C’était au crépuscule, plus qu’à n’importe autre instant du jour, qu’ils avaient vraiment le sentiment d’être sur une planète étrangère. Il y avait quelque chose, dans les rais obliques et rougeâtres du soleil, qui ne correspondait à rien de ce qu’ils avaient connu, qui dérangeait les notions acquises par leur cerveau de savane, durant des millions d’années. Ce soir, le phénomène s’habillait de tons particulièrement criards et troublants. C’est dans cette clarté que Frank se dirigeait vers l’enceinte de la ville.

La plaine, au sud, était jonchée de rochers qui projetaient de longues ombres d’un noir d’encre. Il s’arrêta sous l’arcade de béton de la porte. Là, il n’y avait personne. Pendant les festivals tels que celui-ci, les portes restaient fermées, pour éviter à ceux qui avaient trop bu de se risquer à l’extérieur. Mais Frank s’était procuré le code d’urgence du jour auprès du service d’incendie informatisé le matin même et, dès qu’il fut certain que personne ne pouvait le surprendre, il tapa le code et se précipita dans le sas. Il revêtit rapidement un scaphandre, prit des bottes et un casque, et franchit les deux autres portes.

Dehors, il faisait froid, comme toujours. Le revêtement thermique à quartz entrait déjà en action. Il s’avança, broyant sous ses bottes des fragments de béton, puis de croûte ferrugineuse. Le sable déferlait vers l’est, poussé par le vent.

Il promena un regard sombre autour de lui. Partout, des rochers. Une planète qui avait été pilonnée des milliards de fois.
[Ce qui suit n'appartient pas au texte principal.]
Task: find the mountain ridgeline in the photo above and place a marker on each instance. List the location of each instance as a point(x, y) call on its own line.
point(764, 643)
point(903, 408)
Et sur laquelle les météores pleuvaient encore. Un jour, une des villes serait touchée. Il se retourna vers Nicosia. Dans le crépuscule, elle brillait comme un aquarium. Il n’y aurait aucun signe avertisseur, et tout volerait en éclats : les murs, les véhicules, les êtres humains, les arbres. Les Aztèques croyaient que le monde pouvait finir de quatre façons différentes : par un séisme, par le feu, par l’eau, ou par une pluie de jaguars tombant du ciel. Ici, ils ne risquaient pas le feu. Pas plus qu’un séisme ou une inondation, songea Frank.

Ce qui ne laissait que les jaguars.

Le ciel était d’un rose profond au-dessus de Pavonis Mons. La ferme de Nicosia se déployait à l’est : c’était une serre immense et basse qui épousait la pente. Sous cet angle, on s’apercevait très bien qu’elle était plus étendue que la ville et foisonnante de verdure. Frank grimpa jusqu’à l’un des sas, et entra.

Il faisait chaud à l’intérieur, ce qui représentait au moins 60 degrés de différence avec l’extérieur, et plus de 15 par rapport à la ville. Mais Frank devait garder son casque, car l’atmosphère de la serre était adaptée aux plantes, riche en C02 et pauvre en oxygène.